Os resultados se mantiveram quando os investigadores ajustaram fatores como depressão, eventos negativos da vida e discriminação. Mesmo quando fatores de risco cardiovascular que costumam afetar a cognição, como diabetes e pressão arterial elevada, foram considerados, os resultados permaneceram os mesmos para o traço de habilidade de enfrentamento. A relação entre a hostilidade e habilidades de raciocínio, contudo, foi reduzida.

Associação
Por ser um estudo observacional, Launer ressalva que não se pode garantir que há uma relação de causa e efeito entre os traços de personalidade e as habilidades cognitivas. Os resultados, contudo, revelam uma forte associação. “Se essa ligação for encontrada em outros estudos, será importante investigarmos se mudanças que promovam interações sociais positivas e habilidades de enfrentamento reduzem o risco de problemas de memória e raciocínio na meia-idade”, afirma a autora.

Estudos anteriores ao de Launer encontraram resultados semelhantes, informa Susan Everson-Rose, professora-associada do Departamento de Medicina da Universidade de Minnesota, nos EUA. Estudiosa do campo, ela explica que a exposição ao estresse agudo e crônico pode afetar a aprendizagem e a memória. “Mas a maioria das evidências vêm de estudos com animais ou observações clínicas. Quase não há estudos de base populacional investigando a relação do estresse com alterações de cognição ao longo do tempo”, diz a especialista.

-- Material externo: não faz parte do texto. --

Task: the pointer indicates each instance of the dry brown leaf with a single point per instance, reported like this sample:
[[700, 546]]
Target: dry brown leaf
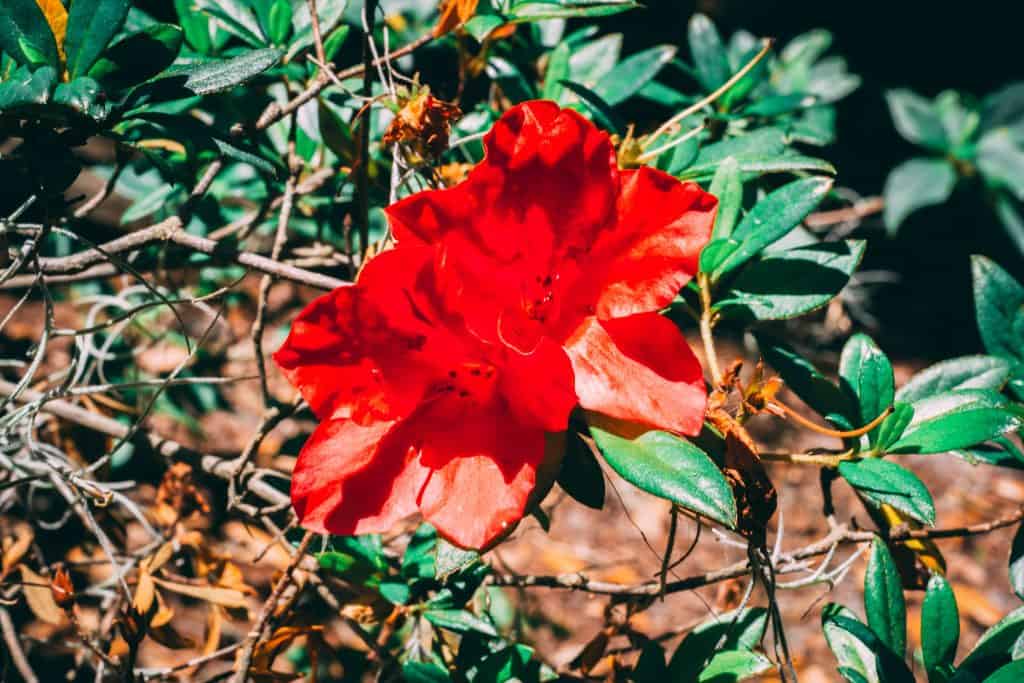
[[144, 593], [225, 597], [56, 16], [14, 546], [40, 598]]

Em um de seus trabalhos, publicado em janeiro de 2014 na revista Psychosomatic Medicine, Everson-Rose acompanhou 6.207 pessoas por mais de seis anos. Ela constatou que as mais estressadas apresentaram declínio acelerado da função cognitiva a partir de 65 anos. “Por isso, nossos estudos, além desse mais recente, também mostraram que compreender como os efeitos do estresse afetam a cognição e como a prevenção do estresse excessivo protege do declínio cognitivo em meia-idade e idade avançada por ter importância substancial para a saúde pública”, considera.

Novas experiências
Margie Lachman, da Universidade Brandeis, também nos EUA, é outra pesquisadora que se dedica a compreender melhor a relação entre traços de personalidade e performance cognitiva. Cientistas buscam esclarecer melhor essas conexões desde o século passado, especialmente a partir da década de 1960. “A associação do neuroticismo com problemas de cognição já é bem relatada. E a abertura a novas experiências está positivamente relacionada à cognição, assim como a extroversão está associada a maior velocidade de pensamento e boa memória de longo prazo, mas pior raciocínio e habilidade verbal”, afirma.

Outros trabalhos apontaram, por exemplo, que a agradabilidade está associada a problemas de raciocínio, má orientação espacial e desempenho ruim da cognição geral. As evidências, contudo, ainda são inconsistentes. Em março de 2014, na revista Personality and Individual Differences, Lachman publicou um artigo que buscou dar mais robustez a associações entre personalidade, idade e função cognitiva.

Após analisar resultados de testes rápidos aplicados em 154 adultos de 22 a 84 anos, ela notou que aspectos emocionais negativos da personalidade, como neuroticismo e depressão, foram relacionados a uma menor capacidade de raciocínio. Já aspectos mais sociáveis, como assertividade, foram associados a tempo de reação mais rápido, apesar de raciocínio inferior. “A associação entre neuroticismo e desempenho foi encontrada principalmente entre os adultos mais jovens. Entre adultos mais velhos, o melhor desempenho foi associado com aspectos emocionais positivos da personalidade, como extroversão”, conta.

A especialista concorda com Launer e Everson-Rose ao dizer que o maior conhecimento sobre quais características são associadas com a cognição permitirá que cientistas e médicos encontrem maneiras de adaptar intervenções e recomendações para otimizar a saúde cognitiva. “Teorias indicam que o declínio na cognição é comum após uma certa idade, mas existem grandes diferenças individuais na velocidade e na frequência dessa queda. Meu estudo demonstra a contribuição das diferenças individuais de personalidade para a cognição ao longo da vida adulta, preparando o palco para que trabalhos futuros busquem formas de promover e manter o funcionamento adaptativo e a saúde cognitiva ideal durante a vida adulta.”